2006 - Senator Rick Santorum introduces bill number S. 2754, or the Alternative Pluripotent Stem Cell Therapies Enhancement Act. into the U.S. Senate.
2006 - The U.S. Senate passes the Stem Cell Research Enhancement Act H.R.
810, and votes down Senator Santorum's S.2754.
2006 - President George W. Bush vetoes H.R. 810 (Stem Cell Research Enhancement Act), a bill that would have reversed the Clinton-era law which made it illegal for Federal money to be used for research where stem cells are derived from the destruction of an embryo.
2006 - Cell Journal publishes Kazutoshi Takahashi and Shinya Yamanaka, Induction of Pluripotent Stem Cells from Mouse Embryonic and Adult Fibroblast Cultures by Defined Factors.
2006 - The people of the U.S. state of Missouri passed Amendment 2, which allows usage of any stem cell research and therapy allowed under federal law, but prohibits human reproductive cloning.

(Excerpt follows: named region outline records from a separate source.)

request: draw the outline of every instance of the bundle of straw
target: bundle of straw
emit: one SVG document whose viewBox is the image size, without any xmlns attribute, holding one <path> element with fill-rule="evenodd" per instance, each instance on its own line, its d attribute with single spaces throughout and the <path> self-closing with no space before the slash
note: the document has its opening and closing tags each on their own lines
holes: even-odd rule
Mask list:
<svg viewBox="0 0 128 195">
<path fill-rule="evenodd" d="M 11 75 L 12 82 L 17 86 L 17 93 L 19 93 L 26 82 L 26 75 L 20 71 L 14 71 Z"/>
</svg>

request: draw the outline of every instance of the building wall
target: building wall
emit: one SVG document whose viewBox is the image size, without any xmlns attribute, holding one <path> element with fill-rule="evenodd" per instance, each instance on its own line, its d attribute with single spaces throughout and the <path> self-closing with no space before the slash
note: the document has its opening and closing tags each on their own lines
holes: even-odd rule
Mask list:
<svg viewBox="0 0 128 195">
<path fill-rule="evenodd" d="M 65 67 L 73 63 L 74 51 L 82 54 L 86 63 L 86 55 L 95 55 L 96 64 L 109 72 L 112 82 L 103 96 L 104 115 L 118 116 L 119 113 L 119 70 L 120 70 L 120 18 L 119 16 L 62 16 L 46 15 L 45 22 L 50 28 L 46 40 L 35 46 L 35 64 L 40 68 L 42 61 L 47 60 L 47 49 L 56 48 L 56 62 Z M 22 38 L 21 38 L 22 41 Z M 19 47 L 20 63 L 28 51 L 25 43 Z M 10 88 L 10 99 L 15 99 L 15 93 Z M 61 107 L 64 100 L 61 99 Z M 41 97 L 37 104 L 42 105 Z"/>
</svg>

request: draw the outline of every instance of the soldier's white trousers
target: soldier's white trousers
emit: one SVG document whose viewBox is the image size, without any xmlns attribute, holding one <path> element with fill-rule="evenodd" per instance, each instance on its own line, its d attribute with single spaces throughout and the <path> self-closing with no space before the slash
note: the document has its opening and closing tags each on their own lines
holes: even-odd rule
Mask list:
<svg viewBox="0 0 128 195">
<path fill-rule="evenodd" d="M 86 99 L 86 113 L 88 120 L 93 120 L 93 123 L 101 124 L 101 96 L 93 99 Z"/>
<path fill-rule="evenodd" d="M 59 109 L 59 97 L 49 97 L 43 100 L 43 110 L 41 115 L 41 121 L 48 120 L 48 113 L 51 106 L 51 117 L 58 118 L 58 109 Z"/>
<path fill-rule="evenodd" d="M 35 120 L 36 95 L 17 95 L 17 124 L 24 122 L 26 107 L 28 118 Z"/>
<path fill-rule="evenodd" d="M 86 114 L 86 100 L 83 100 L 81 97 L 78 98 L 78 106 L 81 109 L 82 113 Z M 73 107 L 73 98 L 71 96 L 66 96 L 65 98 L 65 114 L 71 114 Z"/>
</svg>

2007 - Scientists at Wake Forest University led by Dr. Anthony Atala and Harvard University report discovery of a new type of stem cell in amniotic fluid. This may potentially provide an alternative to embryonic stem cells for use in research and therapy.
2007 The California Institute for Regenerative Medicine became the biggest financial backer of human embryonic stem cell research in the United States when they awarded nearly $45 million in research grants.
2007 - Research reported by three different groups shows that normal skin cells can be reprogrammed to an embryonic state in mice.
2007 Scientist Shoukhrat Mitalipov reports the first successful creation of a primate stem cell line through somatic cell nuclear transfer.